The work done by animation studios: Bento Box Animation, Canadian animation studios Mercury Filmworks and Toxic DNA, British animation studio Golden Wolf, and Irish animation studio Lighthouse Studios was impressive, especially in getting the 2D look down. With the exception of some CG shots, the animation feels reminiscent of films from the 2000s. The only difference being that its sharper and clearer.
Credit also needs to go to Production Designer Ruben Hickman, who provides an interesting mixture of light and shadow.
This gives the animation a unique look, showing off harsh shadows within brighter locations. It also brighten and expand the scope of the story, which itself is only set amongst a few locations.
Reprising their roles from the TV series, the voice cast – Benjamin, Roberts, Mintz, Mirman, Murphy, Kline, and Schaal, all give solid performances with everyone having instant chemistry with each other.
However, that chemistry sometimes felt like everyone had the same voice.

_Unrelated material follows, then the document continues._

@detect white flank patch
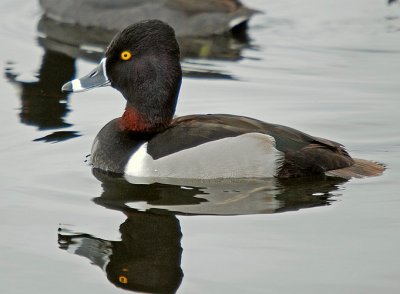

This would make character interactions confusing, as you think there would be another voice, but there isn’t.
But if there was a standout, it would be Schaal as she brought out a vulnerable side to Louise that we’ve never seen before, setting her apart from the others.
There are also several voice cameo appearances that I don’t want to spoil, including one who has previously played a character on the show.
Overall, “The Bob’s Burgers Movie” is a delightful musical romp from beginning to end. Bouchard and Smith created a well-rounded story with humor, heart, and easter eggs, satisfying both newcomers and long-time fans. In addition, the animation, musical numbers, and the score allows the film to expand its scope despite the limited settings.
The only thing holding the film back was the performances of voice actors and the pacing in the second act. However, Schaal being the standout almost redeems this section as it gives the film a much-needed boost. All in all, this is one I recommend fans of the show and animation in general, to check out!